So it's interesting to notice that while that 2 trillion was mostly smoke and mirrors, the NEARLY HALF of it that Congress spent in the last WEEK are real dollars. That's nearly half of a whole *decade's* worth of surplus spent in one week. And spent on the most amazing variety of porkbarrel projects nobody wants except the special interests, and on targeted tax cuts targeted to special interests, and on a certain amount of "re-elect me" goodies for everybody.

And if these surpluses don't pan out? Anyone remember the late '80's, when Reagan's tax cuts had the economy booming, Federal tax revenues were pouring in at record rates, and Congress (amazed and delighted by the revenue stream) was spending it several times faster than it was coming in? Not faster than they *hoped* it would come in, based on their optimistic assumptions, of course.

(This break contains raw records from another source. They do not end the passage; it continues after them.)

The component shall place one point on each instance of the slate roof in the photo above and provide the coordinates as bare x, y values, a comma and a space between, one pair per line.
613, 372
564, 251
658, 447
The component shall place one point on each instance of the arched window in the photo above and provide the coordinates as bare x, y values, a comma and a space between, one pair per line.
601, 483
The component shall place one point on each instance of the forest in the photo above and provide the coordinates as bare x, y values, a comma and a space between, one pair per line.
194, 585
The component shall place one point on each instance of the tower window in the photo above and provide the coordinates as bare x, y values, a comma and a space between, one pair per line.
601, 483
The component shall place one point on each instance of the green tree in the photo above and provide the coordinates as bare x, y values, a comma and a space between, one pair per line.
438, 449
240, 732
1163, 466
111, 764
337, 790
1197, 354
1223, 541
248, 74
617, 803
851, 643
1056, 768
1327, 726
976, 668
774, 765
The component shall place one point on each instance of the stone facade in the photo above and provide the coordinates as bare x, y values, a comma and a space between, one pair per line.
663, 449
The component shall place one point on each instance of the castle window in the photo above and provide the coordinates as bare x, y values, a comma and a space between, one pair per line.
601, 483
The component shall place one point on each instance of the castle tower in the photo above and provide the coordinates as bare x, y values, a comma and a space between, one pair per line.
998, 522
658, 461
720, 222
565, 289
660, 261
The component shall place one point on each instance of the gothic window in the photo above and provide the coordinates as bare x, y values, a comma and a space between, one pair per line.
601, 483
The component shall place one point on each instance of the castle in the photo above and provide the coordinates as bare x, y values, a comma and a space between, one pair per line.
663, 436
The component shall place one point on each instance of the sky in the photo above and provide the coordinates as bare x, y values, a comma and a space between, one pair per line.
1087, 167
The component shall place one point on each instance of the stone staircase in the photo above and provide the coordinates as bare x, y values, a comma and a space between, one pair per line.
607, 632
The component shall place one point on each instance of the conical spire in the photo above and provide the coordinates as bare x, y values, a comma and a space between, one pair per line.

One of the wonders of politics. Put a blindfold on them, spin them around three times, and they see future money coming and spend it NOW. Happens every time.

-- Flint (flintc@mindspring.com), November 02, 2000

Answers

I don't consider it a surplus. It is money owed back to the government to pay off debts accumulated during the terms of irresponsible spend-happy lunatics like Reagan, who fattened up the corporations to the point where they now have complete control over the people. The responsible thing to do is to get the government back into a sound financial position so that it is able to do the things it was designed to do without overtaxing the people.